AHA Meeting Presentation Purportedly Links Sugary Drinks to “180,000 Deaths Worldwide”
Research presented at the American Heart Association’s (AHA’s) latest scientific meeting has reportedly concluded that “sugar-sweetened sodas, sports drinks and fruit juice may be associated with about 180,000 deaths around the world each year,” according to March 19, 2013, press release. Featured at AHA’s Epidemiology and Prevention and Nutrition, Physical Activity and Metabolism 2013 Scientific Sessions, the abstract in question apparently relied on data from the 2010 Global Burden of Diseases Study to calculate “the quantities of sugar-sweetened beverage [SSB] intake around the world by age and sex; the effects of this consumption on obesity and diabetes; and the impact of obesity and diabetes-related deaths.”
The results allegedly linked SB intake to 133,000 diabetes deaths, 44,000
deaths related to cardiovascular diseases, and 6,000 cancer deaths worldwide
in 2010, raising concerns about the disproportionate impact on low- and
middle-income counties. In particular, the report’s authors estimated that in
terms of mortality associated with SSB consumption, Latin America/Caribbean
had the most diabetes deaths, East/Central Eurasia the most cardiovascular
deaths, and Mexico the highest death rate of the world’s 15 most populous
countries, “with 318 deaths per million adults linked to sugar-sweetened
beverages.”
“In the U.S., our research shows that about 25,000 deaths in 2010 were linked
to drinking sugar-sweetened beverages,” said one of the authors with the
Harvard School of Public Health. “Because we focused on deaths due to
chronic diseases, our study focused on adults. Future research should assess
the amount of sugary beverage consumption in children across the world and
how this affects their current and future health.”

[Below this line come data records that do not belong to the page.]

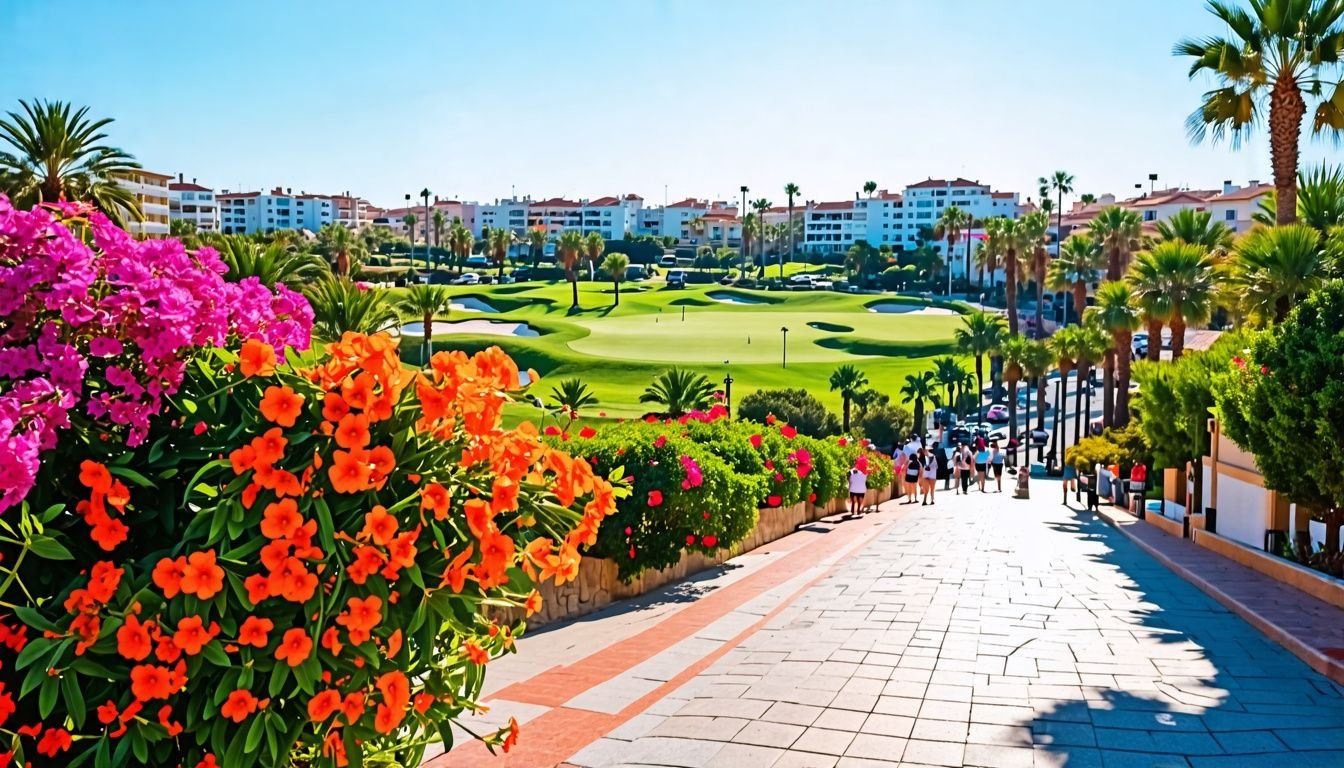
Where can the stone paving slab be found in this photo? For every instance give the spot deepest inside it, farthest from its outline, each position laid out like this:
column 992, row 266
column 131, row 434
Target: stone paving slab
column 995, row 632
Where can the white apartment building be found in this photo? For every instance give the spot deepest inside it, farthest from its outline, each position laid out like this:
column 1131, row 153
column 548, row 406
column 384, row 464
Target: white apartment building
column 151, row 191
column 188, row 201
column 247, row 213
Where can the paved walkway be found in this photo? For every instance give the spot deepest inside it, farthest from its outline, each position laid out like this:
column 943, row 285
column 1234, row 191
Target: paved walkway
column 981, row 631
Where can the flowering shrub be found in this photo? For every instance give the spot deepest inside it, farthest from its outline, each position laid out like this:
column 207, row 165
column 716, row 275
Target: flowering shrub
column 288, row 562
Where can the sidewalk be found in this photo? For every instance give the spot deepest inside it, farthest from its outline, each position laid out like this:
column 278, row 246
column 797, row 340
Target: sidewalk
column 1308, row 627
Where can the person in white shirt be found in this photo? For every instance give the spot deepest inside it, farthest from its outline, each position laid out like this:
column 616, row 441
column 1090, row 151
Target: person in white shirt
column 858, row 490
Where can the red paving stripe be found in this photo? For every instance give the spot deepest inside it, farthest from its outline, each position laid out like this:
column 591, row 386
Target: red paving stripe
column 562, row 732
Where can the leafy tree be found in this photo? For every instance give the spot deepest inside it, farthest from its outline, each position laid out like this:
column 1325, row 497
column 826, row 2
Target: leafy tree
column 58, row 154
column 1276, row 57
column 1272, row 268
column 570, row 248
column 679, row 392
column 918, row 389
column 614, row 266
column 847, row 379
column 796, row 406
column 426, row 303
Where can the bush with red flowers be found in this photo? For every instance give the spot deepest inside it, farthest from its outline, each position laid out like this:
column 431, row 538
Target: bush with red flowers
column 226, row 553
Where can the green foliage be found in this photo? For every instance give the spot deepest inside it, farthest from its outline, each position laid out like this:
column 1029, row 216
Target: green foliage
column 796, row 406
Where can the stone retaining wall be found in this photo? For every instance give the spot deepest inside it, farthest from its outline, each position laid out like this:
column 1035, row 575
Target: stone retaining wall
column 597, row 584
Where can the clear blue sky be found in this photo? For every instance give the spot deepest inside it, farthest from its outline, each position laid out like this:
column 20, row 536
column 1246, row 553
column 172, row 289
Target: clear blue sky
column 596, row 97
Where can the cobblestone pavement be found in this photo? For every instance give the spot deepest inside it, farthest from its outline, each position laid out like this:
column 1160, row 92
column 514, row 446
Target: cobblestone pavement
column 1001, row 634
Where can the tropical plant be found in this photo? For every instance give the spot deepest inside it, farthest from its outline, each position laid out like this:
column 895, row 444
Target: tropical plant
column 426, row 303
column 614, row 266
column 1120, row 233
column 1273, row 268
column 571, row 396
column 1173, row 281
column 58, row 154
column 1278, row 54
column 269, row 264
column 1196, row 227
column 570, row 249
column 1077, row 268
column 847, row 379
column 918, row 389
column 343, row 305
column 679, row 392
column 1117, row 314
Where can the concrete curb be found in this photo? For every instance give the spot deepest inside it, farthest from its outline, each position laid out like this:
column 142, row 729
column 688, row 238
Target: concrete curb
column 1331, row 667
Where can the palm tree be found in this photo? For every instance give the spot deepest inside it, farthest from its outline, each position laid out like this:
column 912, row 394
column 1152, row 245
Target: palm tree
column 1035, row 229
column 1118, row 230
column 1117, row 314
column 1274, row 266
column 340, row 305
column 614, row 266
column 593, row 248
column 1184, row 273
column 1012, row 351
column 570, row 248
column 426, row 303
column 1196, row 227
column 58, row 154
column 1077, row 268
column 440, row 221
column 679, row 392
column 1281, row 53
column 269, row 264
column 949, row 227
column 979, row 336
column 499, row 244
column 917, row 389
column 848, row 381
column 536, row 244
column 790, row 190
column 571, row 396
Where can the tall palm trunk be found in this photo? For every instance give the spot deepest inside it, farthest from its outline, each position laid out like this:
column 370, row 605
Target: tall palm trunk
column 1124, row 351
column 1108, row 393
column 1285, row 127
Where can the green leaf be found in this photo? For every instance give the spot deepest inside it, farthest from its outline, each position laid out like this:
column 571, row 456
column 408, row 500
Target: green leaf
column 47, row 548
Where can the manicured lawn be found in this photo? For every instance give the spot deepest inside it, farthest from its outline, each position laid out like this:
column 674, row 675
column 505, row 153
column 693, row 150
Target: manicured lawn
column 618, row 350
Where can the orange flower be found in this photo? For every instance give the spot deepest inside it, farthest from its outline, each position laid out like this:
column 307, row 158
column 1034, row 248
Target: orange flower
column 379, row 526
column 254, row 631
column 149, row 682
column 475, row 653
column 295, row 647
column 352, row 431
column 168, row 576
column 350, row 471
column 281, row 405
column 200, row 576
column 192, row 634
column 257, row 358
column 323, row 705
column 281, row 519
column 238, row 705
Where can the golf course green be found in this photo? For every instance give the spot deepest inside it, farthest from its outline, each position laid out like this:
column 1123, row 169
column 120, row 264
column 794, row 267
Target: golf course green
column 718, row 331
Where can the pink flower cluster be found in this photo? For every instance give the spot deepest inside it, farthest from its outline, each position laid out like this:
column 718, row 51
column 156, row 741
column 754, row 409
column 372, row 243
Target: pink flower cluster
column 104, row 324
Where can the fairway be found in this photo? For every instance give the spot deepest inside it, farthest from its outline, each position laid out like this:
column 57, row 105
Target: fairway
column 743, row 336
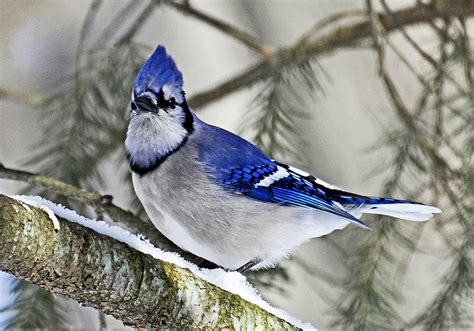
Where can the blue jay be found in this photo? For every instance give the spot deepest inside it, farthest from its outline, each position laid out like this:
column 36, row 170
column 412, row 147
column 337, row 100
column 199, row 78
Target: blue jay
column 219, row 197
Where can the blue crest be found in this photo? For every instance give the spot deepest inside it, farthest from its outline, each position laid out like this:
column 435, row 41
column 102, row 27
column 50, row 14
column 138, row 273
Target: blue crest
column 160, row 69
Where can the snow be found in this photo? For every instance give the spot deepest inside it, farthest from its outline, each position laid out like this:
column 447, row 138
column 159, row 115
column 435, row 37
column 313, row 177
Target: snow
column 233, row 282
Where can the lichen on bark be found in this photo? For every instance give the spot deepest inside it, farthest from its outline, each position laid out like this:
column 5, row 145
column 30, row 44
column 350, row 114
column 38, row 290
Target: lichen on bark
column 110, row 276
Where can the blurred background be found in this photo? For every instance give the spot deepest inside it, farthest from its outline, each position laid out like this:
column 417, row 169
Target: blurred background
column 389, row 113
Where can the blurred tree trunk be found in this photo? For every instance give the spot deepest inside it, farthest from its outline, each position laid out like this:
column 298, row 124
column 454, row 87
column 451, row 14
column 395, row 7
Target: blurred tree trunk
column 100, row 272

Meanwhile, the American Beverage Association (ABA) has responded to these
claims with a March 19 statement highlighting the epidemiological nature of
the research. “This abstract, which is not peer-reviewed nor published in a way
where its methodology can be fully evaluated, is more about sensationalism
than science,” noted ABA. “It does not show that consuming sugar-sweetened
beverages causes chronic disease such as diabetes, cardiovascular disease or
cancer—the real causes of death among the studies subjects. The researchers
make a huge leap when they take beverage intake calculations from around
the globe and allege that those beverages are the cause of deaths which the
authors themselves acknowledge are due to chronic illness.”